Auto-Encoding Variational Bayes
1. Abstract
How can we perform efficient inference and learning in directed probabilistic models, in the presence of continuous latent variables with intractable posterior distributions, and large datasets? We introduce a stochastic variational inference and learning algorithm that scales to large datasets and, under some mild differ- entiability conditions, even works in the intractable case.
-
Directed Probabilistic Models: These models, often represented as directed graphical models or Bayesian networks, define a joint probability distribution over a set of variables. In a directed graphical model, each node represents a random variable, and edges represent probabilistic dependencies.The joint probability distribution in a directed graphical model with variables \(X_1, X_2, \ldots, X_n\) \(P(X_1, X_2, ..., X_n) = \prod_{i=1}^{n} P(X_i | \text{Parents}(X_i))\)
-
Continuous Latent Variables: These are variables that are not directly observed and can take any value in a continuous range.
-
Intractable Posterior Distributions: Often in Bayesian inference, we are interested in the posterior distribution of the latent variables given observed data, which is expressed as: \(P(\text{Latent} | \text{Data}) = \frac{P(\text{Data} | \text{Latent}) \times P(\text{Latent})}{P(\text{Data})}\)

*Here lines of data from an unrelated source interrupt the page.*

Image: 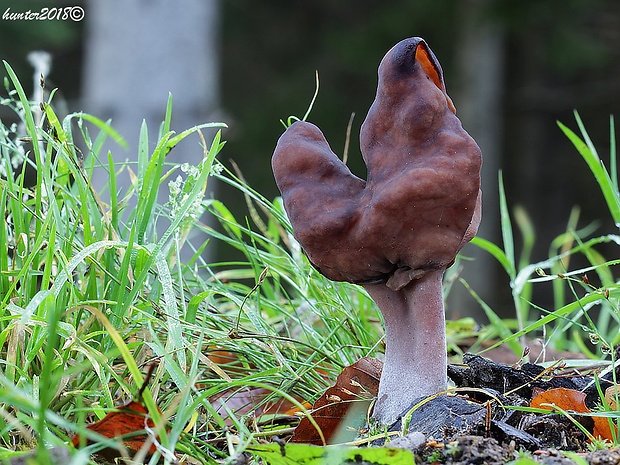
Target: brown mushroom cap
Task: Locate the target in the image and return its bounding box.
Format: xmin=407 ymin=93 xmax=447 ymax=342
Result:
xmin=272 ymin=38 xmax=481 ymax=289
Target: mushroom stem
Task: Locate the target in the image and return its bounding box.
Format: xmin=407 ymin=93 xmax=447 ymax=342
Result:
xmin=364 ymin=269 xmax=447 ymax=424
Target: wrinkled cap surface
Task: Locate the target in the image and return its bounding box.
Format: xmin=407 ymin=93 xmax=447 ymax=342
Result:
xmin=272 ymin=38 xmax=482 ymax=289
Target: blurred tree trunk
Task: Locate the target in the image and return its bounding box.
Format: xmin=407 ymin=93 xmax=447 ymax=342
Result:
xmin=83 ymin=0 xmax=219 ymax=254
xmin=448 ymin=0 xmax=504 ymax=317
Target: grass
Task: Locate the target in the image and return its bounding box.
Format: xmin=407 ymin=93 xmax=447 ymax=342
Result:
xmin=0 ymin=64 xmax=620 ymax=464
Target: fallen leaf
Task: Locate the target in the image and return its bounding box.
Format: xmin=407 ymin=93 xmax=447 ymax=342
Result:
xmin=530 ymin=388 xmax=590 ymax=413
xmin=530 ymin=388 xmax=613 ymax=441
xmin=291 ymin=357 xmax=383 ymax=445
xmin=71 ymin=400 xmax=157 ymax=463
xmin=209 ymin=387 xmax=310 ymax=424
xmin=605 ymin=384 xmax=620 ymax=410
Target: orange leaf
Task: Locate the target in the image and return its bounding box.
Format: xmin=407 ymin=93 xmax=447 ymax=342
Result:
xmin=291 ymin=357 xmax=383 ymax=445
xmin=71 ymin=400 xmax=157 ymax=463
xmin=530 ymin=388 xmax=613 ymax=441
xmin=530 ymin=388 xmax=590 ymax=413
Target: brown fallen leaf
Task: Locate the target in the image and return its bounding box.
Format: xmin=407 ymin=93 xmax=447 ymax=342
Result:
xmin=291 ymin=357 xmax=383 ymax=445
xmin=209 ymin=387 xmax=310 ymax=424
xmin=530 ymin=388 xmax=617 ymax=441
xmin=71 ymin=400 xmax=157 ymax=463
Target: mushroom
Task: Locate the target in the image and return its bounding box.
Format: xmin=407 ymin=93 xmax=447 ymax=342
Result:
xmin=272 ymin=37 xmax=482 ymax=424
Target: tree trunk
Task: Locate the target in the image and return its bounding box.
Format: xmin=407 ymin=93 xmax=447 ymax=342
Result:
xmin=83 ymin=0 xmax=219 ymax=254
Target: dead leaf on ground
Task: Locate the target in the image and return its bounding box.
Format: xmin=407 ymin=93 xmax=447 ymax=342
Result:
xmin=291 ymin=357 xmax=383 ymax=445
xmin=209 ymin=387 xmax=310 ymax=424
xmin=71 ymin=400 xmax=157 ymax=463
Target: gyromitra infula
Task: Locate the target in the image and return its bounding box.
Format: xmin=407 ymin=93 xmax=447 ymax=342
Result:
xmin=272 ymin=37 xmax=482 ymax=423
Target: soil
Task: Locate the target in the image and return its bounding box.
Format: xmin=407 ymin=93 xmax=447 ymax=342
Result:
xmin=391 ymin=354 xmax=620 ymax=465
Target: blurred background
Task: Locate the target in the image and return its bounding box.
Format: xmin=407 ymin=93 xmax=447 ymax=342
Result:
xmin=0 ymin=0 xmax=620 ymax=316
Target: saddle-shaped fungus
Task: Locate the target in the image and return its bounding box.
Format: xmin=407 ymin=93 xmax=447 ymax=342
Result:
xmin=272 ymin=37 xmax=482 ymax=423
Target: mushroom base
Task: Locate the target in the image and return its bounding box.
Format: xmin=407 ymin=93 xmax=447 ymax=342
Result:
xmin=364 ymin=269 xmax=447 ymax=424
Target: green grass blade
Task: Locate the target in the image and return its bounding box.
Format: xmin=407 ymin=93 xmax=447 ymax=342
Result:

However, this distribution is often intractable because the denominator, \(P(\text{Data})\), involves an integral over all possible values of the latent variables which is computationally challenging or even impossible to compute exactly.
2. Method
The strategy in this section can be used to derive a lower bound estimator (a stochastic objective function) for a variety of directed graphical models with continuous latent variables. We will restrict ourselves here to the common case where we have an i.i.d. dataset with latent variables per datapoint, and where we like to perform maximum likelihood (ML) or maximum a posteriori (MAP) inference on the (global) parameters, and variational inference on the latent variables.

2.1 Problem Scenario
Let us consider some dataset \(X = \{x^{(i)}\}_{i=1}^N\) consisting of \(N\) i.i.d. samples of some continuous or discrete variable \(x\). We assume that the data are generated by some random process, involving an unobserved continuous random variable \(z\). The process consists of two steps:
- A value \(z^{(i)}\) is generated from some prior distribution \(p_{\theta^*}(z)\).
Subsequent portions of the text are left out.